My last-minute assembly skills have failed me

According to my thesis schedule, I am meant to have my second chapter submitted now. Instead, I have 5200 words, only 1200 of which are about my case studies. Even within the analytical stuff, there is a lot of ambiguous sequencing, and a great many emphatic [ADD MORE HERE] editorial notes. It seems unlikely that this chapter can be completed tonight, regardless of caffeine consumption levels.

I need to:

  1. Complete the necessary reading, especially on pre-IPCC climate change science
  2. Trawl through the notes I have already made about sources, ideas, and themes
  3. Expand the case study portion of the chapter to about 5000 words, shifting the bits that are now independent into the case study narrative

I suppose I should get cracking on the first of those. The whole thing – three substantive chapters, a conclusion, and a revised introduction – needs to be submitted in 53 days. Time for another pot of coffee.

Author: Milan

In the spring of 2005, I graduated from the University of British Columbia with a degree in International Relations and a general focus in the area of environmental politics. In the fall of 2005, I began reading for an M.Phil in IR at Wadham College, Oxford. Outside school, I am very interested in photography, writing, and the outdoors. I am writing this blog to keep in touch with friends and family around the world, provide a more personal view of graduate student life in Oxford, and pass on some lessons I've learned here.

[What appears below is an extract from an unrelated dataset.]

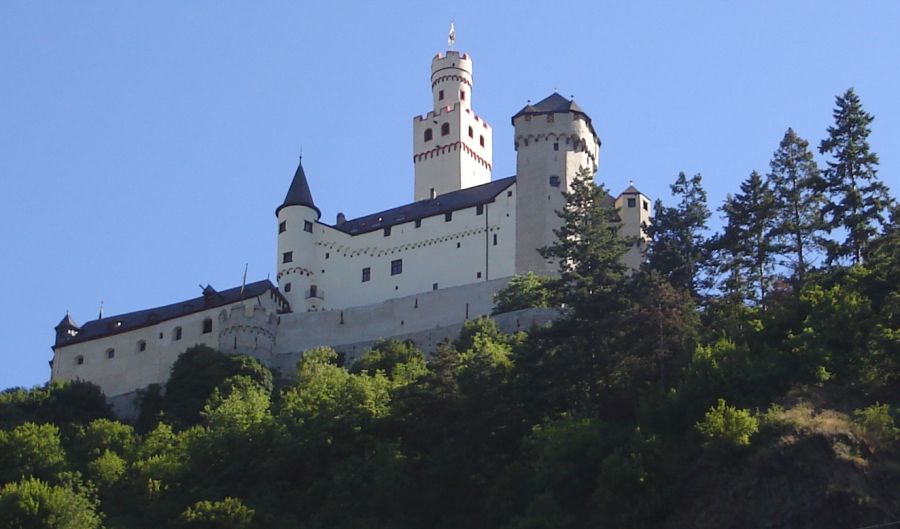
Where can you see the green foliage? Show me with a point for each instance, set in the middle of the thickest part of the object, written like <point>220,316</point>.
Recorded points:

9 thoughts on “My last-minute assembly skills have failed me”

  1. There’s no point in pounding away until you come up with something ‘complete’ but mediocre. Ask for an extension, then work solidly at a sustainable level until the thing is done.

    Make a chart of how you spend your day, then think about how you can cut down on the useless parts.

    You still have time. How many days do you normally spend on a paper? Just think of this as six papers. Six papers in fifty days is not too bad.

  2. Just remember the wisdom of the incomparable Douglas Adams:

    “I love deadlines. I like the whooshing sound they make as they fly by.”

  3. This may help you:

    Introduction: A Hyperlinked History of Climate Change Science

    “To a patient scientist, the unfolding greenhouse mystery is far more exciting than the plot of the best mystery novel. But it is slow reading, with new clues sometimes not appearing for several years. Impatience increases when one realizes that it is not the fate of some fictional character, but of our planet and species, which hangs in the balance as the great carbon mystery unfolds at a seemingly glacial pace.”

    Schindler, David W. (1999). “The Mysterious Missing Sink.” Nature 398: 105-106.